Member of the Nicaraguan National Assembly
- Incumbent
- Assumed office 10 January 2007

Personal details
- Born: Elida María Galeano Cornejo 18 February 1965 (age 61) Jinotega Department, Nicaragua
- Party: Sandinista National Liberation Front
- Occupation: Politician

= Elida Galeano =

Nicaraguan politician

Elida María Galeano Cornejo (born 18 February 1965) is a Nicaraguan politician. She was an activist of the Contra movement and a participant in the civil war against the Sandinista regime of the 1980s. She is the sister of the field commander of the Nicaraguan Democratic Force, chief of staff of the Nicaraguan Resistance, Israel Galeano. After the end of the civil war, she reconciled with the Sandinistas. Since 2007, she is a deputy of the National Assembly representing the Sandinista National Liberation Front.

==Political career==
In the 2006 elections, which resulted in Daniel Ortega again becoming president, Galeano was elected to the National Assembly from the FSLN. She received a second mandate in the 2011 elections. She became a member of the parliamentary committees on defence, security, human rights and foreign affairs. It deals with issues of social policy, assistance to civil war veterans, public safety, transport, and labor migration.

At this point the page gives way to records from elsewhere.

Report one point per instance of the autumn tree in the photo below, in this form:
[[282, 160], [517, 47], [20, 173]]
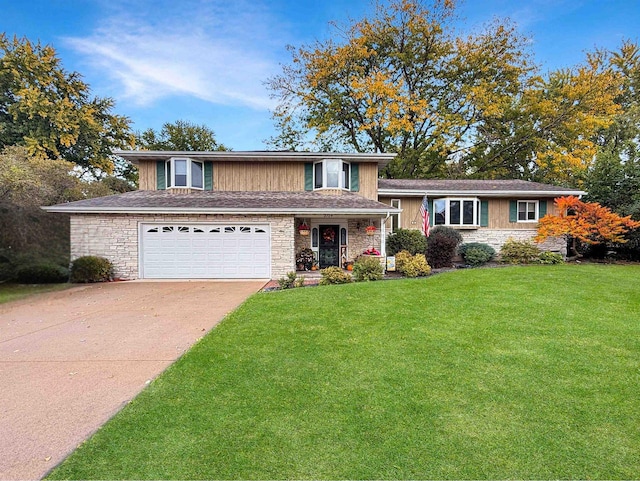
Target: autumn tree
[[402, 82], [586, 222], [51, 112], [180, 136]]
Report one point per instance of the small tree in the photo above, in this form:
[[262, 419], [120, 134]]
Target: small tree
[[586, 222]]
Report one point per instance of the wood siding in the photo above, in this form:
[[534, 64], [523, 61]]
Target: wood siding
[[498, 213], [147, 179], [263, 176], [368, 180]]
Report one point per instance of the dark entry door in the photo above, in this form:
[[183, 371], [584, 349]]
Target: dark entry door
[[329, 246]]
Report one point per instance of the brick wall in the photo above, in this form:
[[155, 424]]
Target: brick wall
[[115, 237]]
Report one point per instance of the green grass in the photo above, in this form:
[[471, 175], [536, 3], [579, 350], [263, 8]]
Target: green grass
[[520, 372], [12, 292]]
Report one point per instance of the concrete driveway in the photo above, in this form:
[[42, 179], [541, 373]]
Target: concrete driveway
[[70, 360]]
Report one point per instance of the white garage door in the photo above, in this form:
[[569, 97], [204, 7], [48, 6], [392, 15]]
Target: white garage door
[[205, 251]]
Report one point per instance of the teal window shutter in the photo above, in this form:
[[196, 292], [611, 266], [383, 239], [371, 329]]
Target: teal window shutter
[[542, 209], [513, 211], [484, 213], [308, 176], [208, 176], [355, 177], [161, 181]]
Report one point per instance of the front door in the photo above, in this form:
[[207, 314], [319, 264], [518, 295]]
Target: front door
[[329, 246]]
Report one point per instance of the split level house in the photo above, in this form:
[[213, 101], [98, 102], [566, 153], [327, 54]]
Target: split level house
[[225, 215]]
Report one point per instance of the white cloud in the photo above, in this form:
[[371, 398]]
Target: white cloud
[[221, 56]]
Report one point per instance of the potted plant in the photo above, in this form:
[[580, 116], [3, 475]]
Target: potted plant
[[304, 259], [303, 229]]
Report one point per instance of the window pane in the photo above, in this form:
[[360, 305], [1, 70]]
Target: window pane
[[522, 211], [181, 173], [439, 210], [454, 212], [345, 176], [318, 175], [196, 174], [467, 212], [333, 172]]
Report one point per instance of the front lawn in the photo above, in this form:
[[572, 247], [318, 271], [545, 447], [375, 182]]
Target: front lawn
[[12, 292], [520, 372]]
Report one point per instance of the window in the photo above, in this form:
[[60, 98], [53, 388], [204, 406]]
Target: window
[[185, 173], [395, 218], [527, 211], [331, 174], [462, 212]]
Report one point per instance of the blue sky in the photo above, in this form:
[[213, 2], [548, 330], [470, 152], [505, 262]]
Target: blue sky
[[205, 61]]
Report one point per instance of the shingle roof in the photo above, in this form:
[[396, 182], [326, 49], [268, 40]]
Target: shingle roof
[[473, 186], [226, 202]]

On 13 June 2012, the National Assembly, on the initiative of Galeano, established a national holiday on 27 June, entitled the Day of Nicaraguan Resistance, Peace, Freedom, Unity and National Reconciliation. In 2015, Galeano introduced a bill on the social reintegration of resistance veterans into the armed forces and the Ministry of Internal Affairs. She also initiated the creation of the Nicaraguan Resistance Alliance Party (Partido Alianza Resistencia Nicaragüense, PARN). Commenters noted that PARN does not differ in any way from PRN other than the word "alliance" in its name. Even before the official registration of PARN, Galeano announced that the party would act in alliance with the FSLN.

In the 2016 elections, Galeano was again elected to the National Assembly as a representative of the FSLN. She is also a member of the Central American Parliament.

==Personal life==
Galeano is married and has four children. Her cousin Lucila Galeano (known as Irma) was a paramedic and radio operator of the Contras during the war. After the war, she worked in the OAS health care system.